I have an on-again off-again thing about New Year's resolutions. In the past, I made predictable resolutions to eat better, lose weight, exercise, etc. etc. which resulted in failure more often than success ... the resolutions abandoned, most forgotten mere weeks into the new year.

And once upon a time, I also made New Year's predictions ... at the annual party hosted by Barb and Ray Laroche, where we would all read our predictions from the previous New Year's Eve, then write new ones for the upcoming year. The one I  love to recall was from 1992, when we were all prompted to write down who we thought would be elected in November. My prediction that it would be Bill Clinton was met the following New Year's Eve with exclamations of "Who even knew who he was this time last year?" I was a rock star. Unfortunately, every prediction I made after that one was an absolute, totally forgettable let down.

Still, there's something about the new year that begs for my attention, a yearning to find my better self. So a couple of years ago I decided to try one-word resolutions ... clear, simple, memorable, accountable.

In 2013 I resolved to Create which resulted in ...

A return to stitching ...
A first attempt at cloth book-making


Re-imagined placemats

Plus lots ...

and lots of bibs and burp cloths ...


There were also a number of wood and metalworking collaborations with Don ...

Flying fish ...

A funky whale ...
 
Birth flags ...

A Chesapeake skipjack for a dear friend

And a reimagined construction site 2x4 honoring a new home

There was more, but much of it went undocumented, leaving a gaping hole in the 2013 blog archive.

In 2014 I resolved to Blog ... which got off to a slow start, quite honestly. After a lone post in early January, I dropped the blog-ball big time. Then it happened. On March 9, 2014 I discovered that my blog had been accruing thousands of hits on the Rain Chain post from 2012, mostly from Pinterest links. Who knew?!?!



It was just the motivation I needed to get blogging again. And blog I did, as you can see from the chronological BLOG ARCHIVE to the right. However, after the initial rush of enthusiasm and a mini-spate of posts, I once again lost heart ... most of the hits on the blog continued to be rain chain views.
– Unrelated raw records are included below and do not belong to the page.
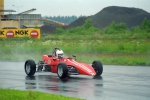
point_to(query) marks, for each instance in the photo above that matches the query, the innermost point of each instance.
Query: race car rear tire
(30, 67)
(98, 67)
(62, 70)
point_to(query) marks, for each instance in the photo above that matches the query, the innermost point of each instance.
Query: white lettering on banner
(34, 33)
(10, 34)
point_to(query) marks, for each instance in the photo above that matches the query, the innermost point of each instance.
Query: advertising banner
(12, 33)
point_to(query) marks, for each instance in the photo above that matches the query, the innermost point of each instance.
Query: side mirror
(74, 56)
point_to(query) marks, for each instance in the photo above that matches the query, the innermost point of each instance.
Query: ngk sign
(12, 33)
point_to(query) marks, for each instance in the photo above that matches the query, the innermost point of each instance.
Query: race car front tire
(62, 70)
(30, 67)
(98, 67)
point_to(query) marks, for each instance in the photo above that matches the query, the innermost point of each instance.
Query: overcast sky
(71, 7)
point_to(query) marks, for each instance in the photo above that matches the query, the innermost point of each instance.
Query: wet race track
(116, 82)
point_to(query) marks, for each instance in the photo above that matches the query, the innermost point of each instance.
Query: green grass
(10, 94)
(122, 49)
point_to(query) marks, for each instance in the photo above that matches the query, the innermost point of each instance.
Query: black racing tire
(98, 67)
(62, 70)
(30, 67)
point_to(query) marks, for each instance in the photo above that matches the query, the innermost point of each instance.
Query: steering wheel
(54, 51)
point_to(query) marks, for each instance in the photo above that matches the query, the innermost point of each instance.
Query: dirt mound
(131, 16)
(79, 22)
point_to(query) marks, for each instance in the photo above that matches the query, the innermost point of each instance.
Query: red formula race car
(63, 66)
What was the point of blogging if no one was reading?

Fortunately, the story has a happy ending thanks to Jude Hill's Spirit Cloth. After discovering the concept of slow cloth (via Pinterest) I read Jude's entire blog from 2006 to present, then signed up for two of her online classes. Spirit Cloth 101 gave me to a new way of looking at cloth-making, but the solstice-to-equinox journey through Considering Weave gave me a new community within which to make it.

When Considering Weave ended in September, I was determined to maintain connections to my newfound cloth-mates. More and more my posts were directed to them as an audience and as I visited their blogs, I belatedly realized that some of them had links from their blogs to mine. Inspired, I created my own  KINDRED SPIRITS links, with which I now follow the latest missives from the blogosphere.
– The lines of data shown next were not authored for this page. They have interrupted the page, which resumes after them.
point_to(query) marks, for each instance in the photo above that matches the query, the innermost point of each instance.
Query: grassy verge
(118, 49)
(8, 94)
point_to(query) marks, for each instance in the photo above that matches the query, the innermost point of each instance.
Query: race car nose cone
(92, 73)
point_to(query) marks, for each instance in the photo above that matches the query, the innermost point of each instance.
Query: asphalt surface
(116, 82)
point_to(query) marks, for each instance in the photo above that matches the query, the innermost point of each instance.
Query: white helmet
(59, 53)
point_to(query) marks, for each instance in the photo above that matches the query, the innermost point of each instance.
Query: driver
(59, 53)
The conversations that have resulted from these interconnections are sometimes hard to follow (where did I post that comment?) and some revelations have sidetracked into private emails. But there's no question that I am now a part of a very real community. There have been shared experiences, such as the post about it's only RAIN that led Saskia to a Mystiqueros concert in the Netherlands.


And our home is now enriched with pieces of work from Jude ...

 
and Grace ...


and Mo ...


More to the point, the friendships that have been forged encircle the globe, enriching our spirits ... because the truth is that Don has become a steady, if stealthy, reader.

Thus it was clear, as I updated my profile yet again, that my focus has shifted over the life of the blog from cooking to crafting to stitching (a term I now prefer to "needleworking" which sounds a bit too much like ... well, work). I have come full-circle to where my creative life began.

For 2015 I hereby resolve to Stitch ... and to share the journey by creating and blogging (almost) every step of the way. I hope you'll join me.

- The way we were

Christmas decorations always bring to mind the church where we were wed, which was redolent with pine ...

An old kerosene lamp from my mom's summer house in the Catskills
and a hallway mirror found by my folks at an antique show
bedecked each year with boughs and bells

37 years ago Don and I said a midwinter "I do" ... and this time around we'll mark the occasion by grandparenting for the next ten days (which may cut into my blogging time a bit). I wouldn't have it any other way.